The Senate Judiciary Committee will hold a hearing on March 2 entitled “Helping Law Enforcement Find Missing Children.” While this is just about the most popular topic for a hearing one could imagine, and I’m as much in favor of finding missing children as anyone, I’m a little concerned to see Sen. Klobuchar presiding over a hearing that could lead to new proposals for Internet regulation. As a former prosecutor, it certainly makes sense for her to have taken over Judiciary’s Subcommittee on Administrative Oversight and the Courts. But she’s engaged in blatant fear-mongering about online child safety in the past, so I think it’s fair to say that anyone listening to this hearing should take it with at least a grain of salt—especially if the hearing calls for new mandates for internet intermediaries to address a supposed “crisis.”
Last summer, as I noted, the Senator sent an angry letter to Facebook demanding the site require “a prominent safety button or link on the profile pages of users under the age of 18″ that included the following:
Recent research has shown that one in four American teenagers have been victims of a cyber predator.
The letter didn’t actually cite anything, so it’s not clear what research she was relying on, as I noted:
The 25% statistic is particularly incendiary, suggesting a nationwide cyber-predation crisis—perhaps leading the public to believe 8 or 9 million teens have been lured into sexual encounters offline. Perhaps the Senator considers every cyber-bully a cyber predator—which might get to the 25% number. But there are two serious problem with that moral equivalence.
First, to equate child predation with peer bullying is to engage in a dangerous game of defining deviancy down. Predation and bullying are radically different things. The first (sexual abuse) is a clear and heinous crime that can lead to long-term psychological damage. The second might be a crime in certain circumstances, but generally not. And it is even less likely to be a crime when it occurs among young peers, which research shows constitutes the vast majority of cases.
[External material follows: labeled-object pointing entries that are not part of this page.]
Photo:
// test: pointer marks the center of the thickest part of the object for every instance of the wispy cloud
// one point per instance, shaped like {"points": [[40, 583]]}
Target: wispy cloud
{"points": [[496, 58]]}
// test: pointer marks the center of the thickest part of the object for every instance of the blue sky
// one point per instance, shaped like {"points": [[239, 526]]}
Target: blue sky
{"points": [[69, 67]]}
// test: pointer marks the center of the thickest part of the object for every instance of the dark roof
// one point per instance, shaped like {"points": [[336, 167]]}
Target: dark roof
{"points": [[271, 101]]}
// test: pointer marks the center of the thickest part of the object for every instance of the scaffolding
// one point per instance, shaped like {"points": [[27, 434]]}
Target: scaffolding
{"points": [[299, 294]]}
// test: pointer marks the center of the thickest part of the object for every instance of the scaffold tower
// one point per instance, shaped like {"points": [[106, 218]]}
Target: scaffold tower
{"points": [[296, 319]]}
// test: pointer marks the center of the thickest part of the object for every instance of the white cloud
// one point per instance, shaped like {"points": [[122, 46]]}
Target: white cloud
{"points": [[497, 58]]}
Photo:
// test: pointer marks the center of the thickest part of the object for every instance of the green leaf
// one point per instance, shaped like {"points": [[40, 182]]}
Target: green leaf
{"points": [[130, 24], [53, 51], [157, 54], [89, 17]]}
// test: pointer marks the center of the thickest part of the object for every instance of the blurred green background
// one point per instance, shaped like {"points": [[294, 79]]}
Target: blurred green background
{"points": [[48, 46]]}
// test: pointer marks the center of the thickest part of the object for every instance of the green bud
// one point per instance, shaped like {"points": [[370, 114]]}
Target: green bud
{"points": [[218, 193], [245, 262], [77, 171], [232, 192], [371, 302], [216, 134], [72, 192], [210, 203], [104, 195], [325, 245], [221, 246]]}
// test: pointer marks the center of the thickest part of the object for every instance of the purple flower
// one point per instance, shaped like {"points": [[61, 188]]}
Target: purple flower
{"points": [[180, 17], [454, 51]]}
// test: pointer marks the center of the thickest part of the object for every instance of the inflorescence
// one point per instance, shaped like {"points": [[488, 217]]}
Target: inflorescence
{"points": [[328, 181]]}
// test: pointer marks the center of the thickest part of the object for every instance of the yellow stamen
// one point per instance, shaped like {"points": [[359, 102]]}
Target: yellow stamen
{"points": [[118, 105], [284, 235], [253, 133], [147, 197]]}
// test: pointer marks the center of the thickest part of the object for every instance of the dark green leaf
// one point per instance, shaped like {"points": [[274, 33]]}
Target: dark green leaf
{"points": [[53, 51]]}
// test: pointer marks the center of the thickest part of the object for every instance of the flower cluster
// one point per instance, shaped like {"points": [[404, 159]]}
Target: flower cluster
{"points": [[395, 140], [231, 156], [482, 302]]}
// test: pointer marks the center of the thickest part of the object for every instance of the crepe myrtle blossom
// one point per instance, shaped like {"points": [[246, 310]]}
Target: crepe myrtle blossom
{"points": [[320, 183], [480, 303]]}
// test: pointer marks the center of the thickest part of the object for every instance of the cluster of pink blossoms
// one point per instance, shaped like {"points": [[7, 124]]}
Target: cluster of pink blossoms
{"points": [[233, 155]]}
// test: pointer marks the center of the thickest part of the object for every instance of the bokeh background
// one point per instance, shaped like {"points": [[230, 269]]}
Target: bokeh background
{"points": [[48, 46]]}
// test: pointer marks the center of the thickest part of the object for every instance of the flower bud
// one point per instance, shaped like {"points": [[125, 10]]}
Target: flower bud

As Adam Thierer and I noted in our Congressional testimony last year, there are legitimate concerns about cyberbullying, but it’s something best dealt with by parents and schools rather than prosecutors (like Klobuchar in her pre-Senate career).
I went on to cite summaries of the statistics on actual child predation rates—not even close to Sen. Klobuchar’s figure. If she had made these unsubstantiated claims in an academic paper, she would have been roundly criticized by her peers in the “reality-based community.” Yet in Congress, a willingness to sensationalize seems to have little consequence—other than a promotion to a larger bully pulpit from which to harangue. With her experience, she could be an an excellent Chairman and leader on these issues. I only hope it starts with a commitment to accuracy, lest unsubstantiated concerns about child safety lead to bad policy-making while real and substantiated concerns are under-emphasized.